Cela commence comme un roman policier : une convocation au commissariat du Havre pour être entendue dans le cadre « d’une affaire vous concernant ». Le corps d’un homme, vraisemblablement lié au narcotrafic, a été retrouvé au pied de la digue, côté plage. Rien ne permet de l’identifier. Seul indice, au dos d’un billet de cinéma, le numéro de téléphone de la narratrice. Celle-ci n’a pas uniquement l’enfance havraise en partage avec l’autrice, mais aussi la propension à s’abandonner « sans réserve au puissant mécanisme créateur d’histoires qui s’active en chacun de nous ». Tout se met à lui faire signe. Comme porté par le ressac, le passé fait brutalement irruption.
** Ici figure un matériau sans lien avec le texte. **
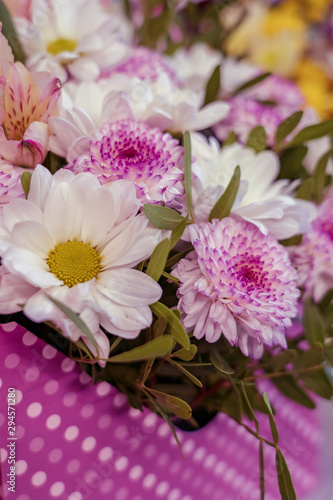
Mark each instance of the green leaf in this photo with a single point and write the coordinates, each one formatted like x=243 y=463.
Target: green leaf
x=213 y=86
x=188 y=374
x=304 y=192
x=319 y=176
x=284 y=479
x=188 y=172
x=156 y=348
x=219 y=362
x=251 y=83
x=172 y=403
x=312 y=132
x=158 y=259
x=162 y=217
x=314 y=325
x=224 y=204
x=257 y=139
x=287 y=126
x=177 y=233
x=290 y=388
x=174 y=326
x=25 y=181
x=9 y=32
x=272 y=423
x=76 y=320
x=186 y=354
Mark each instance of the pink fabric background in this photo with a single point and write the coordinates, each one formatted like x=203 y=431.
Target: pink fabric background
x=77 y=441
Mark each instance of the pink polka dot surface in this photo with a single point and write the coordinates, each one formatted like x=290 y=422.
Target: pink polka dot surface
x=80 y=441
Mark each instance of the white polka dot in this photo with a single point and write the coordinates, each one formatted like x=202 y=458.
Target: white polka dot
x=105 y=454
x=73 y=466
x=34 y=410
x=67 y=365
x=103 y=388
x=89 y=443
x=32 y=374
x=51 y=387
x=71 y=433
x=29 y=339
x=39 y=478
x=87 y=410
x=9 y=327
x=57 y=489
x=84 y=378
x=121 y=464
x=12 y=361
x=70 y=399
x=104 y=421
x=136 y=472
x=55 y=455
x=36 y=444
x=20 y=467
x=53 y=421
x=3 y=454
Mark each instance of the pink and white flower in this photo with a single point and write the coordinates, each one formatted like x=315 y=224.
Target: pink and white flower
x=78 y=242
x=132 y=150
x=237 y=283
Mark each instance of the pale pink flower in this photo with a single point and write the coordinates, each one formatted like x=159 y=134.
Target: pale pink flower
x=132 y=150
x=238 y=283
x=26 y=102
x=314 y=256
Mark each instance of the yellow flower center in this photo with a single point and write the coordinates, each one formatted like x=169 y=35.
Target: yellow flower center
x=74 y=262
x=61 y=45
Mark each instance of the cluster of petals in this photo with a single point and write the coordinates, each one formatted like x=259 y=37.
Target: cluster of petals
x=313 y=257
x=77 y=38
x=132 y=150
x=67 y=208
x=237 y=283
x=261 y=199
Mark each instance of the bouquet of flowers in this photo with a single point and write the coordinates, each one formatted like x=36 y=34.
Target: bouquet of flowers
x=166 y=209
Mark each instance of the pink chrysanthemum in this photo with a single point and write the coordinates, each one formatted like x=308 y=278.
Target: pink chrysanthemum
x=314 y=256
x=132 y=150
x=244 y=115
x=146 y=64
x=239 y=283
x=10 y=183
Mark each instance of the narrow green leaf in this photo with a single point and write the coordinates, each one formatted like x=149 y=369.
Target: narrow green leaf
x=25 y=181
x=223 y=206
x=287 y=126
x=314 y=325
x=162 y=217
x=213 y=86
x=9 y=32
x=251 y=83
x=177 y=233
x=284 y=479
x=319 y=175
x=257 y=139
x=76 y=320
x=188 y=172
x=188 y=374
x=312 y=132
x=156 y=348
x=174 y=326
x=262 y=469
x=186 y=354
x=290 y=388
x=304 y=192
x=219 y=362
x=158 y=259
x=172 y=403
x=272 y=423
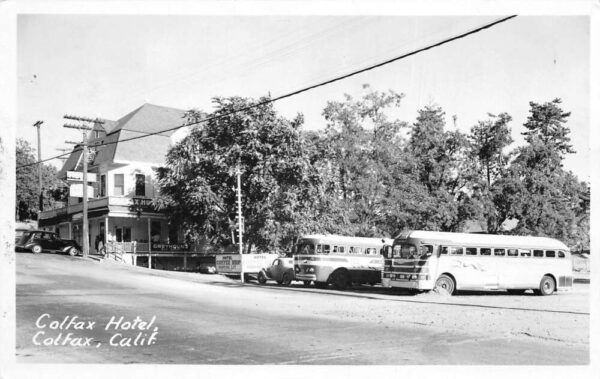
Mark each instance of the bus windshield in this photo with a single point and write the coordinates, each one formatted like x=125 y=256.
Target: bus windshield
x=404 y=251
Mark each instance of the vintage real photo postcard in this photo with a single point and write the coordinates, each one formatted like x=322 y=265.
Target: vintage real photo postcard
x=217 y=189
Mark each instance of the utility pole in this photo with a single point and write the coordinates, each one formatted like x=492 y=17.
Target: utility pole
x=84 y=129
x=63 y=151
x=239 y=193
x=37 y=125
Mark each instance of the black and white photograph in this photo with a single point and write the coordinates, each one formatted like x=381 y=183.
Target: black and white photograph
x=298 y=189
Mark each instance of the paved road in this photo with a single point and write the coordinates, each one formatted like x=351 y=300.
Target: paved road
x=204 y=319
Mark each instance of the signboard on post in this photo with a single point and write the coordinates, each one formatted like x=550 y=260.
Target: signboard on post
x=76 y=190
x=250 y=263
x=77 y=176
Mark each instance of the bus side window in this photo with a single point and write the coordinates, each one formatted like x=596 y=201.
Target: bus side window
x=426 y=250
x=525 y=252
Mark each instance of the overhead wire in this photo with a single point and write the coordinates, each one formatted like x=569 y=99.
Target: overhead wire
x=293 y=93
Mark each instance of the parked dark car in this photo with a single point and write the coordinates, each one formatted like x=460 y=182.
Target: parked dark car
x=37 y=241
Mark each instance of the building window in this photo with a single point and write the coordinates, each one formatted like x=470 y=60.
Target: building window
x=140 y=185
x=119 y=185
x=102 y=185
x=123 y=234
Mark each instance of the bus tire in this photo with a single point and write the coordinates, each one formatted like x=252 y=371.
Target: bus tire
x=287 y=279
x=445 y=284
x=547 y=286
x=340 y=280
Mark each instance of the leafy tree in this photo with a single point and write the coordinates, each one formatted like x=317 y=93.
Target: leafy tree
x=361 y=144
x=27 y=184
x=198 y=182
x=488 y=140
x=440 y=165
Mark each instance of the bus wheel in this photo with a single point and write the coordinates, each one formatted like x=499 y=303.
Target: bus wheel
x=547 y=286
x=287 y=279
x=340 y=280
x=444 y=284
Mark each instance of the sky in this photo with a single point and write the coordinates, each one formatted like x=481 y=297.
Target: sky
x=108 y=65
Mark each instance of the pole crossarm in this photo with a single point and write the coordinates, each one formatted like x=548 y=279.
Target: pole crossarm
x=80 y=127
x=86 y=119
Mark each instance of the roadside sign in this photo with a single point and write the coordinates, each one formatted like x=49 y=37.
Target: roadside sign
x=76 y=190
x=77 y=176
x=253 y=263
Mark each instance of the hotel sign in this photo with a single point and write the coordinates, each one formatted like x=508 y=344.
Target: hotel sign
x=76 y=190
x=156 y=246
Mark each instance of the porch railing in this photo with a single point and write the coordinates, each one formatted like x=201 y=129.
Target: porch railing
x=127 y=247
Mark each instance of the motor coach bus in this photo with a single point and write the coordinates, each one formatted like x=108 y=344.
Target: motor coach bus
x=424 y=260
x=339 y=260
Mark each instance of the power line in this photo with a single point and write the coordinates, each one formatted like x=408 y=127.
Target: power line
x=297 y=92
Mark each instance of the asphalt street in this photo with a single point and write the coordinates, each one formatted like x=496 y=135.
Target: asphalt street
x=75 y=310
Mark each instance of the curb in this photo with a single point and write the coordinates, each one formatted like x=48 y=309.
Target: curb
x=581 y=280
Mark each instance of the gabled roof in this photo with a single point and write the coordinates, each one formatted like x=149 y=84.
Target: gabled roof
x=114 y=138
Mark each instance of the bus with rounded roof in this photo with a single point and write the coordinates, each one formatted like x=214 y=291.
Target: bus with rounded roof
x=339 y=260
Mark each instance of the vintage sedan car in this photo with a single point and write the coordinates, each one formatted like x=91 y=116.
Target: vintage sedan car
x=281 y=271
x=37 y=241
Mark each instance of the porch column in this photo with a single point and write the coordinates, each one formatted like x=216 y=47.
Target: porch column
x=105 y=231
x=149 y=244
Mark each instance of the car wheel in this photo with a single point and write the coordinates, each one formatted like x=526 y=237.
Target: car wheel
x=445 y=284
x=340 y=280
x=287 y=279
x=547 y=286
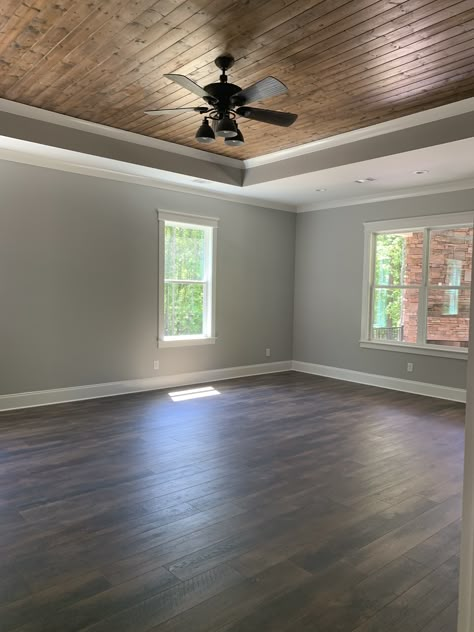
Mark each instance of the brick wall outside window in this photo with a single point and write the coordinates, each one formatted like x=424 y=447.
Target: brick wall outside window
x=445 y=329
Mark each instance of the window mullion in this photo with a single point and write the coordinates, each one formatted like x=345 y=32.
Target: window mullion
x=423 y=292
Des fantômes peut-être, les siens, ceux de la ville, cherchent-ils à lui délivrer un message.
Cet homme sans passé qui semble déposé là par la mer, le connaît-elle, le reconnaît-elle ? Mais c’est quoi, au juste, reconnaître le visage d’un cadavre, réduit par l’absence de regard à rien de plus qu’une face ? Peut-être entrevoir un je ne sais quoi de familier qui, sans pouvoir permettre d’affirmer, ne permet pas d’exclure. Un homme déposé là par la mer ravive en elle le souvenir d’un autre, le même peut-être, comment en être certaine, que la mer a emmené au loin. Craven, son premier amour, qu’elle a connu l’été de ses seize ans. La voilà saisie par la « lubie de l’enquête ».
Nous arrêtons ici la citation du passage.